Better still, the i30 N can translate its deeply impressive track handling performance out onto the harsh, cratered realities of pockmarked roads, where it resists torque-steer, diff-swerve and camber-hunting with aplomb. Having the ECS dampers in N mode does make the i30 perhaps a little too harsh for the extremes of a rucked-up surface, but you can pick and choose settings in the Custom drive mode that allows you to team the engine's naughtiest noises and the sharpest throttle response to softer shocks for undulating country roads. The net result? A blindingly fast, highly involving road car that's easily more fun to drive than a Volkswagen Golf GTI.

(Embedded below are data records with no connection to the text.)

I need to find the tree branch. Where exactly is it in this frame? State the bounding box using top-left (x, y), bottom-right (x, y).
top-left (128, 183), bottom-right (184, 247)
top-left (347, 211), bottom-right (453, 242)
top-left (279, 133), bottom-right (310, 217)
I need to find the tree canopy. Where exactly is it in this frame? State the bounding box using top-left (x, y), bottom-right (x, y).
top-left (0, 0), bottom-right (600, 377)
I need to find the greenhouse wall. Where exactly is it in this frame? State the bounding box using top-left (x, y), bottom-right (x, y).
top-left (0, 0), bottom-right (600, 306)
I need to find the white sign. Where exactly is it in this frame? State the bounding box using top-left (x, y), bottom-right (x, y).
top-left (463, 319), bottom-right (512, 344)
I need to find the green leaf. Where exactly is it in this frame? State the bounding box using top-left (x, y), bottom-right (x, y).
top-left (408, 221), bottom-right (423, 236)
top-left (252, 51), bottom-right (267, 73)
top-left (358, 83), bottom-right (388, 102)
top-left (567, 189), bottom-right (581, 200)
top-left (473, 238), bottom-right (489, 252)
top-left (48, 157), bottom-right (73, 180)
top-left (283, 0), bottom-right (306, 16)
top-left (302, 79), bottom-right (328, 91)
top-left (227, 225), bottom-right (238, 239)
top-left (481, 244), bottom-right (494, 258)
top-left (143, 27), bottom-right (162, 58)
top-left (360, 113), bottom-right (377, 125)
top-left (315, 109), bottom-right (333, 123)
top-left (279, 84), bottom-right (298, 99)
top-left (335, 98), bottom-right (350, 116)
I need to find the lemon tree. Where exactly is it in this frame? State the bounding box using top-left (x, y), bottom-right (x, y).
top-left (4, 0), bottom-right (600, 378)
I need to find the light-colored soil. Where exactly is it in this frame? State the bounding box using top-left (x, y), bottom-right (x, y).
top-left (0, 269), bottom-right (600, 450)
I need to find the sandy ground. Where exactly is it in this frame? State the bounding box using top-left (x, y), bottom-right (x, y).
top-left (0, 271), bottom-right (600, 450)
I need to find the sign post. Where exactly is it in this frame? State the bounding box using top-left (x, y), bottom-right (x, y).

It also sounds tremendous for a four-cylinder turbo motor. The raucous exhaust does much of the work, popping and banging on the overrun and during downshifts, but the engine itself manages to add some meaningful notes to the mechanical symphony. It's that active exhaust of the Performance Pack which truly makes the car's music great, of course, so it's yet another reason to pick the 275hp car over the 250hp base machine. And regarding other dynamic concerns, the i30 has a lusty engine that has more than enough grunt for a circa 1,450kg hatch like this. It has a fine, tight-of-throw six-speed manual transmission, it has one of the best automated rev-matching functions we've ever sampled when it's in full N mode and the monster brakes - developed in-house, using Hyundai's own knowledge of high-performance stoppers - provide excellent retardation and are impressively resistant to fade.

Luckily, driven in its Normal set-up with the dampers at their most pliant, the i30 N is as plush an everyday car as you could possibly hope for. The ride quality is excellent on the 19-inch wheels and the suppression of most major noise contributors is first rate; sometimes, extremely poor surfaces introduce a lot of tyre roar, but it's not often that this occurs. With its torque-rich midrange and good visibility out, driving the i30 N at a steady cruise on the motorway is no hardship at all. Is it as polished as a Golf GTI? Perhaps not quite, but it's so close to the Volkswagen for refinement that it allows the i30 N to deliver a knockout blow when it comes to the crunch on chassis dynamics. And given Volkswagen has been doing this sort of thing for four decades and Hyundai is just starting out, the magnitude of that conclusion cannot be underestimated.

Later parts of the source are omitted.